Despite our late entry into the fray, Stanley, on the strength of his reputation and great patriotism, lost by only one hundred and thirty votes. And while he had no great love for electioneering, he promised to continue on as a candidate for the next election, Along the way came other interludes of travel, mainly for reasons of his unsteady health, which by then had begun to trouble me, as these affected his mood. We rarely argued, but what arguments did take place seemed to come about from his continuing discomforts, which enfeebled him, and putting him in the care of others seemed to shame Stanley. In that state, he preferred to be left alone; he would enter into weeklong periods of isolation, when he would rarely venture from our house. Otherwise, even when good health found him, it was only an exceptional person who could rouse him from his seclusion, as happened one June afternoon in 1892, when we learned that Samuel Clemens had arrived in London from Berlin, on his way back to America.
On Mr. Twain
WHAT I UNDERSTOOD FROM STANLEY of Mr. Clemens’s situation in those days was that the great American writer had been undergoing some rather difficult times in regard to his finances and health. An entrepreneur, Clemens had started his own publishing house in the 1880s, Charles L. Webster and Company, through which he put out his own books, The Adventures of Huckleberry Finn being the first. His greatest success came with the publication of the autobiography of Ulysses S. Grant, in 1885, which sold many hundreds of copies. Despite profits from it, Clemens had taken a ruinous loss through a gamble on another book, Life of Pope Leo XIII, as neither Catholics nor Protestants bought that pious volume, and several other of his publishing ventures had also failed or not come to fruition. But what money he had made over the years from his own popular writings and from the Webster publishing company turned to air, for he had poured huge amounts into the development of a typesetting machine, the completion of which its inventor — a certain Mr. Paige — much delayed, at great expense to Clemens.
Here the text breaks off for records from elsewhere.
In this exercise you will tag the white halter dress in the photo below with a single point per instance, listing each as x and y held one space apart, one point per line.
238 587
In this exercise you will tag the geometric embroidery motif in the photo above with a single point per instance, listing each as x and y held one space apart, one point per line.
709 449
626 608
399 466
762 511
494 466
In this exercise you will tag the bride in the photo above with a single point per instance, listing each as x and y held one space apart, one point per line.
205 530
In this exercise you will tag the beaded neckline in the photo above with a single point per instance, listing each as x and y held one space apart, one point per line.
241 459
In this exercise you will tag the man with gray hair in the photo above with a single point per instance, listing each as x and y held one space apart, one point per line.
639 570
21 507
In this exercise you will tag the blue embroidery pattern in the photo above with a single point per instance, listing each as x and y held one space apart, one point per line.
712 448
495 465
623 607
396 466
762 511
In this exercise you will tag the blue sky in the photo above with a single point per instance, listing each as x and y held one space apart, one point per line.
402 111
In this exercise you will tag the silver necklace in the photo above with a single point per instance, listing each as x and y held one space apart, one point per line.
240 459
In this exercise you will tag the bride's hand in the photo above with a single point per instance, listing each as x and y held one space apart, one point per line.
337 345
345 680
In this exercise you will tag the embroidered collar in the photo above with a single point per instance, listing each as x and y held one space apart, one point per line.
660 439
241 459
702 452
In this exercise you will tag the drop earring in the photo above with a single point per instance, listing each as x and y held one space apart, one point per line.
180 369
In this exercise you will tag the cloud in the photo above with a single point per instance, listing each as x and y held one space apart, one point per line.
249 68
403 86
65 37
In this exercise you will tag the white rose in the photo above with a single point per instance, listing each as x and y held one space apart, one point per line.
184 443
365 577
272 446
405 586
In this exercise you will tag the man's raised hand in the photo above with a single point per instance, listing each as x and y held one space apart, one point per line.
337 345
Clemens had written Stanley a few letters that mentioned these reversals, but never had he prevailed upon my husband for any funds and referred to his decision to move with his family to Europe as one made out of a concern for his wife’s health. Since we had last seen them, two years before, Livy had begun to suffer from a crippling rheumatism and heart palpitations that left her faint, short of breath, and listless. And one of their daughters, the youngest, Jean, at the age of twelve, had come down with some unusual symptoms of her own, her sweet personality suddenly changing. Clemens himself, in the urgency of his financial need, was driven to write many hours each and every day to raise money, to the point where his right arm became practically paralyzed. One of the letters that awaited Stanley on our return from Australia, in mid-1892, had arrived from Berlin, where Clemens and his family had been staying for some months. Clemens’s script was unrecognizable, as he had taken to writing with his left hand.